International |  IANS  | Published :

Beirut, April 11 (IANS) The development of Lebanon's real estate sector is slowing down, with demand for properties falling by around 80 per cent in 2022 and 2023 compared to the years before the ongoing financial crisis which first erupted in 2019, according to economists.

Nassib Ghobril, head of the economic research department at Byblos Bank, told Xinhua news agency that demand for properties has dropped by at least 80 per cent in the four years after the crisis, due to the lack of market liquidity.

In 2020 and 2021, buyers could still pay for their properties through cheques, which were needed by the real estate developers to settle their bank loans, said Ghobril.

However, after paying off most of their bank debts, the developers only accepted cash, making it very difficult for Lebanese buyers to afford properties as the bankrupt banks froze tens of billions of dollars saved in their accounts, he noted.

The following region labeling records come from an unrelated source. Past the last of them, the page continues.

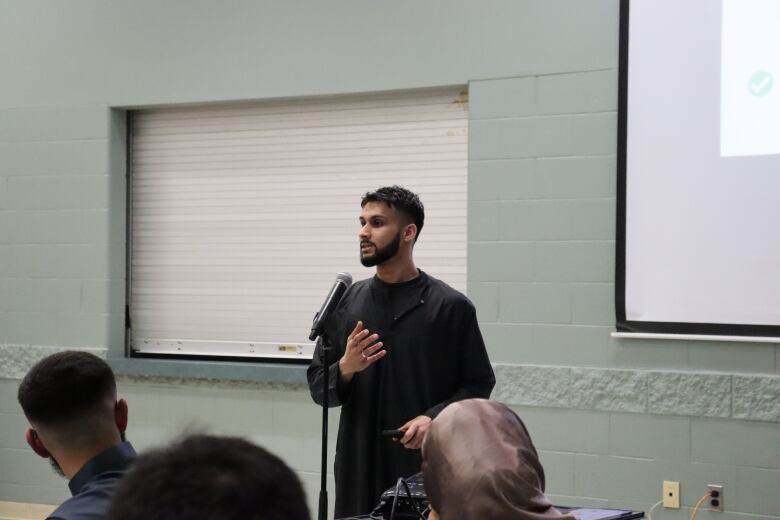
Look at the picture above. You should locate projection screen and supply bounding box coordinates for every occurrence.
[615,0,780,337]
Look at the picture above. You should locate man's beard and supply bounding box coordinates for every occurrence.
[360,236,401,267]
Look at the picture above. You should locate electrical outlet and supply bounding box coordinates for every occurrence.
[663,480,680,509]
[707,484,723,513]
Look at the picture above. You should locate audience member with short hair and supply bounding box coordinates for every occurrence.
[422,399,575,520]
[108,435,309,520]
[18,351,135,520]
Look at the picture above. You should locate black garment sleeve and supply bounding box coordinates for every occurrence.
[306,339,351,407]
[424,301,496,419]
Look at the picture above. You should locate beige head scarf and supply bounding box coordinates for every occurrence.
[422,399,575,520]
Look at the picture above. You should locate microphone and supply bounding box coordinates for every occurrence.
[309,273,352,341]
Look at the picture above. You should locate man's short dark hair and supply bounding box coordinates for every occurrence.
[360,186,425,241]
[107,434,309,520]
[17,350,116,426]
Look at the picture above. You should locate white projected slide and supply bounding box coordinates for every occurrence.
[618,0,780,336]
[720,0,780,157]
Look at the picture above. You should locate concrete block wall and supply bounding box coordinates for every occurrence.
[468,68,780,520]
[0,0,780,520]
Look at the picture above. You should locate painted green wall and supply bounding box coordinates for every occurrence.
[0,0,780,520]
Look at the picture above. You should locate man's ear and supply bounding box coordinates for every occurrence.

Adnan Rammal, a real estate developer and representative of the trade sector in the Economic and Social Council, attributed the decline in demand to Lebanese buyers' reduced purchasing power following the devaluation of their currency as a result of the severe financial crisis.

Before the crisis, according to Rammal, around 60 to 70 per cent of properties sold were small apartments priced at approximately $150,000.

However, buyers of these apartments, mostly employees paid on wages, saw their purchasing power decreased a great deal during the crisis.

Making matters worse, the collapse of the banking sector made those employees who relied significantly on loans no longer had access to them.

According to developers, the sharp decrease in property demand in Lebanon led to a price drop of around 50 per cent from pre-crisis levels.

Developers have stressed the necessity for the government to take urgent measures to revive the real estate market and some other sectors of the economy.

Rammal said that the banking sector must be restructured in order for it to provide loans to buyers as before.

The economic and financial crisis that started in October 2019 has been further exacerbated by the dual economic impact of the Covid-19 pandemic, and the massive Port of Beirut explosion in August 2020, according to the World Bank.

Of the three, the economic crisis has had by far the largest (and most persistent) negative impact.

In July last year, Lebanon was reclassified by the World Bank as a lower-middle income country, down from upper middle-income status.

Unemployment has also increased from 11.4 per cent in 2018-19 to 29.6 per cent in 2022.

Earlier this month, the Lebanese currency collapsed to 100,000 LBP per US dollar for the first time in history.

Lebanon's economists have been calling on authorities to elect a new president and form a new cabinet to end the political deadlock and allow the country to implement necessary reforms and stop the collapse.